広島、長崎への原爆投下は、必要だったか——
大人でも、この問いをきけばギョッとして身構えてしまいませんか?
原爆投下は正しい、あるいは仕方がない判断だったと考える人々がいて、反対にそれを、まったく邪悪で愚かなまちがいだったと考える人々がいる。
どちらも、決して少なくない意見として、この世界に存在しているのです。
主人公は、アメリカに住む15歳のメイ。
日本人の母と、アメリカ人の父をもち、四歳まで日本に暮らしていた女の子です。
彼女はひょんなことから、とあるイベントに参加することになります。
そのイベントとは、「ディベート」。
ひとつの議題についてふたつの陣営で討論して勝敗を決める、スピーチの格闘技!
そしてその議題こそ、「広島、長崎への原爆投下の是非」だったのです。
彼女が戦うことになるのは、同じく日本にルーツをもちながら原爆肯定派として舞台に立つケンや、かつての日本のおこないに特別な感情をいだいている、中国系アメリカ人のエミリー。

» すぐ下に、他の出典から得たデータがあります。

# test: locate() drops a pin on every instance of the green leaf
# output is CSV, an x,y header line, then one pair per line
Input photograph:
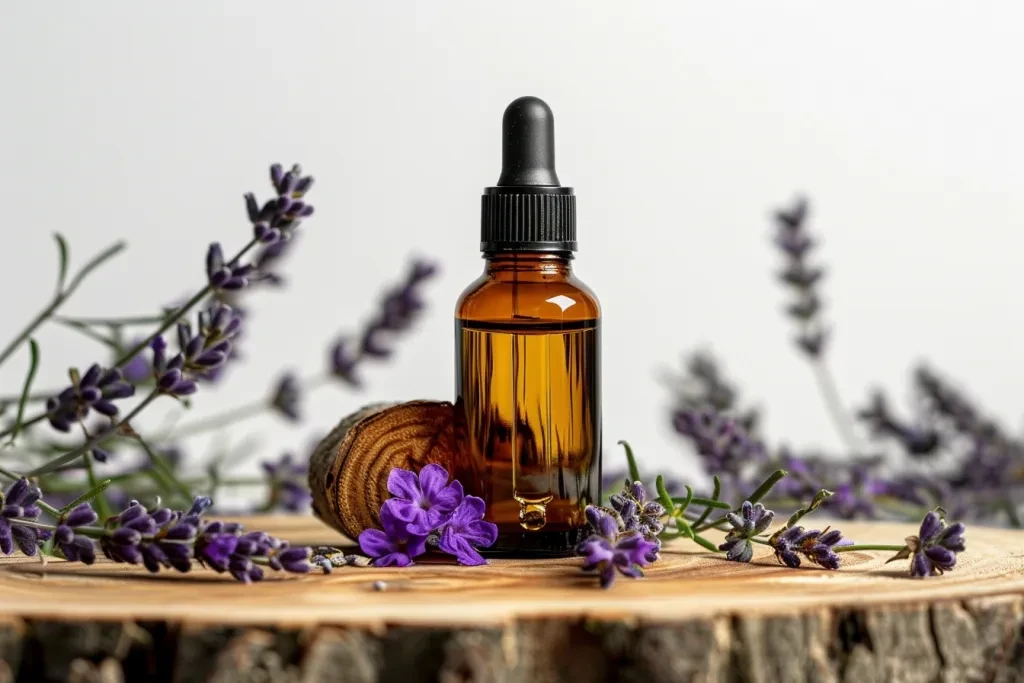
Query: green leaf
x,y
65,255
700,541
663,494
707,502
88,496
30,378
634,470
714,499
763,489
819,498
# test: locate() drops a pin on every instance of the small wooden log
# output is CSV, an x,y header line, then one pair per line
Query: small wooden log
x,y
348,470
696,617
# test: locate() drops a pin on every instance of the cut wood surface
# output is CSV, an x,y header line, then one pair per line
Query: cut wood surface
x,y
694,617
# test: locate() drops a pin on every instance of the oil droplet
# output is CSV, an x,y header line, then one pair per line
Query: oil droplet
x,y
534,512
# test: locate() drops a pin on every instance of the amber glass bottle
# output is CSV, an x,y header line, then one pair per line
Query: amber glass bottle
x,y
527,353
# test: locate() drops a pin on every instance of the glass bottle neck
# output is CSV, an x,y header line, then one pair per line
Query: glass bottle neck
x,y
542,263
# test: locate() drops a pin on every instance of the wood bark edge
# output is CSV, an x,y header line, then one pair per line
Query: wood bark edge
x,y
964,641
348,469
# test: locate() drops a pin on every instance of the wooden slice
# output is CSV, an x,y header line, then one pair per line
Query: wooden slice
x,y
694,617
348,470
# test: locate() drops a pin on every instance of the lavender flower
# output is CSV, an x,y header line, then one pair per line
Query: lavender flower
x,y
287,396
18,503
934,549
97,390
753,520
466,530
720,440
397,311
915,440
637,513
288,488
223,275
279,218
425,502
609,550
795,243
817,547
74,547
395,545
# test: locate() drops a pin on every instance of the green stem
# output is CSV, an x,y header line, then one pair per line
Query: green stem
x,y
95,440
847,549
58,299
176,314
834,406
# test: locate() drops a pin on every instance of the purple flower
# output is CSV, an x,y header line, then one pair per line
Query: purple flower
x,y
75,547
607,550
721,441
395,545
816,546
18,503
915,440
288,484
637,513
97,390
752,521
466,531
934,549
795,243
287,396
279,218
223,275
424,502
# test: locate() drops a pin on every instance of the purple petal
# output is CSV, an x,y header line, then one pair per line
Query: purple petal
x,y
455,544
432,479
393,559
403,483
931,525
942,557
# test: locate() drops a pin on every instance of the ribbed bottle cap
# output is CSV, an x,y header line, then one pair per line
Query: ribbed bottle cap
x,y
527,210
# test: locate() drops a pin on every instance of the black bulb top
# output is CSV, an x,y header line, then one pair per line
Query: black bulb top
x,y
527,210
528,144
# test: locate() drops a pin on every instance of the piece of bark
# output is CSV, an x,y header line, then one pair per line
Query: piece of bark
x,y
695,617
349,468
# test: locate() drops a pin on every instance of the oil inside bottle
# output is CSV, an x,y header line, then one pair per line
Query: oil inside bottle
x,y
530,395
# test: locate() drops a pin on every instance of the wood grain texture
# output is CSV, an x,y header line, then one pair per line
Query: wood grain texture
x,y
694,617
348,469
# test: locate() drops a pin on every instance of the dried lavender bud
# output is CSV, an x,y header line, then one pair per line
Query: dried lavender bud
x,y
934,550
221,275
97,390
915,440
818,547
752,521
19,503
795,243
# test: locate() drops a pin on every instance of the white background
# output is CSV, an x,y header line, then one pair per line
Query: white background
x,y
681,125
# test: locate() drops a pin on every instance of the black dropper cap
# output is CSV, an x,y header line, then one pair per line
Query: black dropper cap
x,y
527,210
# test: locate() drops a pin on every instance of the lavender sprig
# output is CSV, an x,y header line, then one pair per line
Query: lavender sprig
x,y
161,539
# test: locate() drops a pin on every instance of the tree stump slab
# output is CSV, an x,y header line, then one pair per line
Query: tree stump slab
x,y
694,617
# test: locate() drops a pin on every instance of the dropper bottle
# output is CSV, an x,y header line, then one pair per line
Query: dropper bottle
x,y
527,353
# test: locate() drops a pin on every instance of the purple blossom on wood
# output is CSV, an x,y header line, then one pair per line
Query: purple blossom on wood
x,y
425,501
466,530
395,545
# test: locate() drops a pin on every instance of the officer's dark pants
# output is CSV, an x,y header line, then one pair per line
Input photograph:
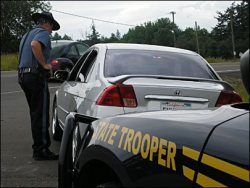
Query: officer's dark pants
x,y
36,91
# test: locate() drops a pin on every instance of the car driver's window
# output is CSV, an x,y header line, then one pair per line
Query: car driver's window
x,y
77,67
85,69
72,51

彼らとメイはディベートを通して、教科書では学べない歴史の意外な一面や、当時を生きた人々の生々しい心情に触れることになります——
本作であつかっているテーマは、悲惨きわまりない歴史を背景とした、非常に深刻なものです。
この作品のみどころは、そうしたテーマをディベートという競技におとしこんだことで、勝負の展開に目が離せないワクワクと、青春物語としてのさわやかで切ない味わいを楽しむことができる一冊になっているところ!
それでいて、この作品の伝えるメッセージはどこまでも厳粛です。
差別という感情が、いかに根深く人々の行動をあやつっているのか。
それぞれの文化や個々人の価値観で、歴史とはいかに解釈の異なるものなのか。
原爆投下が地球の歴史において、どれだけ深刻で決定的なできごとだったのか。
メイたちが情熱をもって語る歴史観には、その他にもかんたんには要約することのできない、多様なメッセージがふくまれています。
アメリカという文化のなかで生きる、さまざまな人種のティーンエイジャーを通して歴史を学ぶことは、原爆や戦争をあらたな角度で見つめなおす、重要なきっかけになってくれました。
本作のクライマックスに、こんな一説があります。
「一冊の本には人を動かす力があり、人を変える力もある」
この作品もまた、まさしくそういうパワーをもった一冊です。